[scala] How do I convert csv file to rdd

I'm new to spark. I want to perform some operations on particular data in a CSV record.

I'm trying to read a CSV file and convert it to RDD. My further operations are based on the heading provided in CSV file.

(From comments) This is my code so far:

final JavaRDD<String> File = sc.textFile(Filename).cache();
final JavaRDD<String> lines = File.flatMap(new FlatMapFunction<String, String>() { 
    @Override public Iterable<String> call(String s) { 
    return Arrays.asList(EOL.split(s)); 
    } 
});
final String heading=lines.first().toString();

I can get the header values like this. I want to map this to each record in CSV file.

final String[] header=heading.split(" "); 

I can get the header values like this. I want to map this to each record in CSV file.

In java I’m using CSVReader record.getColumnValue(Column header) to get the particular value. I need to do something similar to that here.

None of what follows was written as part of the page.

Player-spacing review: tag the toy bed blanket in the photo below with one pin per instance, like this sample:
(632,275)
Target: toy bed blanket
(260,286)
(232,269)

This question is related to scala apache-spark

The answer is


I'd recommend reading the header directly from the driver, not through Spark. Two reasons for this: 1) It's a single line. There's no advantage to a distributed approach. 2) We need this line in the driver, not the worker nodes.

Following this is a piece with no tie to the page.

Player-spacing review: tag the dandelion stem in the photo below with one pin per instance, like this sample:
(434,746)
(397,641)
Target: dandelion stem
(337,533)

It goes something like this:

// Ridiculous amount of code to read one line.
val uri = new java.net.URI(filename)
val conf = sc.hadoopConfiguration
val fs = hadoop.fs.FileSystem.get(uri, conf)
val path = new hadoop.fs.Path(filename)
val stream = fs.open(path)
val source = scala.io.Source.fromInputStream(stream)
val header = source.getLines.head

Now when you make the RDD you can discard the header.

val csvRDD = sc.textFile(filename).filter(_ != header)

Then we can make an RDD from one column, for example:

val idx = header.split(",").indexOf(columnName)
val columnRDD = csvRDD.map(_.split(",")(idx))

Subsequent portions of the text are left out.